Unfortunately, that time had now come.

So it was, we recently were sitting and having a drink when my guy brings up the subject of when we might shove off. Knowing him as I do, I knew he already had a time sorted in his mind. The long and short of the conversation is that as soon as he has all of the family business straightened out and the 2013 taxes are completed…we leave.

The tentative date is March 1, 2014. We will reevaluate the departure date on January 1st and then formalize the drop-dead date by February 15. We fully realize the date might change, and if it does, it will move out. What will govern is when husband completes the business. As everyone should, we have a list of things that needs to be done to Freedom, the recommissioning of our water maker is one. But, none of those things would prohibit us from leaving the dock…leaving the dock even tomorrow, if required. Again, our boat sailed 1400 miles to bring us back to Texas the day we bought it. If our departure date is pushed back we don’t presume it will be because of the yacht.

And…where might we go, once we shove off?

For many years we have felt that the success of our retirement while cruising will almost certainly be determined by the boat. We both know, from experience, that a boat capable of taking a day sail in the bay, or an overnight sail down the coast…is seldom put under the strain that a three, five, seven day or longer passage offshore does. We plan a fairly extensive shake down cruise that will probably entail us coastal cruising in the Gulf of Mexico as we make our way towards Florida.

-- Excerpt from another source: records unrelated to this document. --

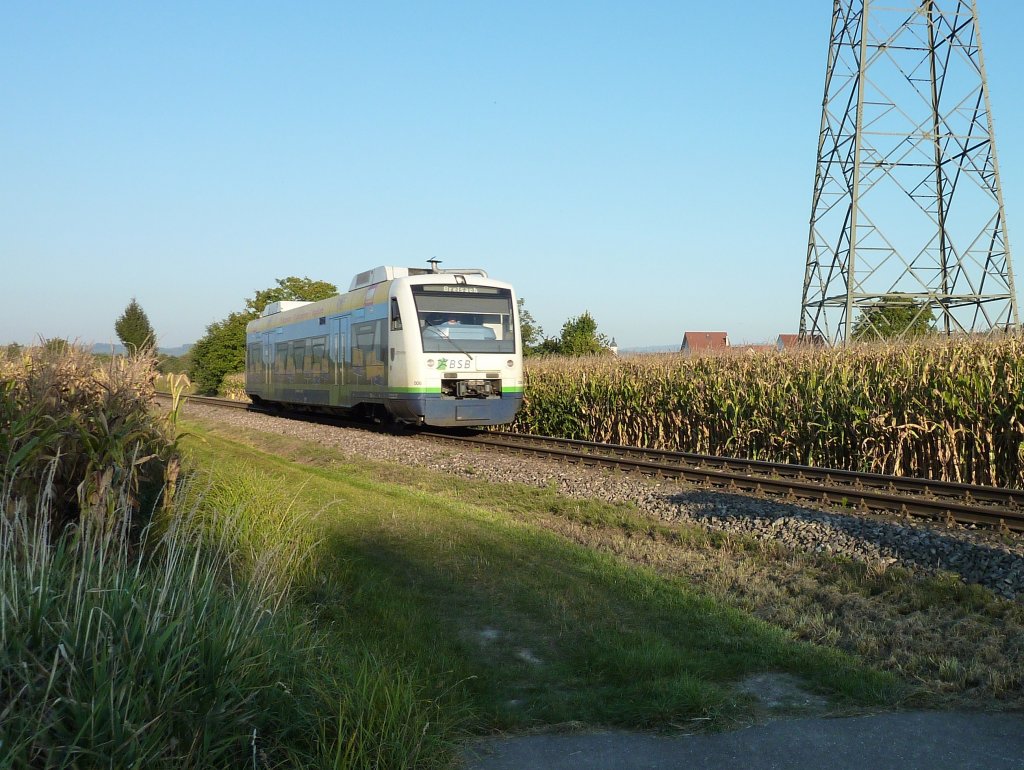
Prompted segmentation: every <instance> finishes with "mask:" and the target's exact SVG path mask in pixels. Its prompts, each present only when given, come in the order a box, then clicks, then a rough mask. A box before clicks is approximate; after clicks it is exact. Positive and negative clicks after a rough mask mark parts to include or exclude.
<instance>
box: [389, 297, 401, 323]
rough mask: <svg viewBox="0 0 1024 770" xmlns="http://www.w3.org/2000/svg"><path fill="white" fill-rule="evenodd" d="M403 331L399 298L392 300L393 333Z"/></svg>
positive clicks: (391, 312) (392, 322) (393, 297)
mask: <svg viewBox="0 0 1024 770" xmlns="http://www.w3.org/2000/svg"><path fill="white" fill-rule="evenodd" d="M400 329H401V313H399V312H398V298H397V297H392V298H391V331H392V332H397V331H399V330H400Z"/></svg>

If something untoward and major pops up requiring repair, depending on where we are, we might sail back to Kemah to take care of them. Clear Lake has many boat yards capable of major repairs. If, however, the boat behaves and nothing major surfaces, then there is really no telling where we might end up.

The weather, should we leave sometime after March, would be a player of sorts. Hurricane season starts June 1st. We are not crazy about racing around the Eastern Caribbean in a mad dash to get down to Grenada for Hurricane season…we are thinking we might do that over a winter…or two or six. We like the Northeast – Maine, Nova Scotia, Labrador – but if we do that over a summer then we’d either have to take on the Gulf Stream and/or North Atlantic to get back down to the Caribbean by the Winter. Two things are certain. First, we absolutely don’t plan on getting in a hurry. And, secondly, we can go anywhere we like should we decide…nothing is off the table. We’ve even contemplated doing the Panama Canal and heading west to the Galapagos…and on to the Marquesas and South Pacific like Northstar did, another Tayana 52, whose blog we follow. We don’t have to decide now, and won’t. There is a lot to be said with not having to choose right now.

Do we anticipate selling the farm, as so many other do, to facilitate our cruising? Well, yes, we do, but when we will do this is a bit more up in the air. Over the years we’ve never considered retiring here in League City. We don’t like Texas weather, and hate Texas politics. We’ve considered retiring in more different places than we can count. Our yacht cost significantly more than our house; fortunately, both are paid for and we can retire to almost any place we want. So, the tentative plan is get off the dock and go cruising…in March. Until we actually leave and go cruising, living full time on our yacht, we can’t know if we’ll actually like it or not…we are all but certain we will but one never knows until they do it. If we do like it, we feel we will know pretty quickly. If we don’t like it, we feel we will know that pretty quickly as well.

If we do like cruising, we will do that until it’s no longer fun…and if that is the case the house will probably be put up for sale fairly soon after we leave…within four to six months. Our plans all along have been, as we cruise, to look for a place to retire, which may or may not be in the United States.

If we don’t like cruising, we will return to Texas with the boat, and go all in on finding a place to retire…again, maybe or maybe not in the US. And, when we do find a place to retire, at that time we will sell the house.

In both scenarios, we intend, at least at this time, to keep the yacht.

At any rate, the clock is ticking. And, like so many who have gone before us, we’re excited about it. In four to six months, we are gone.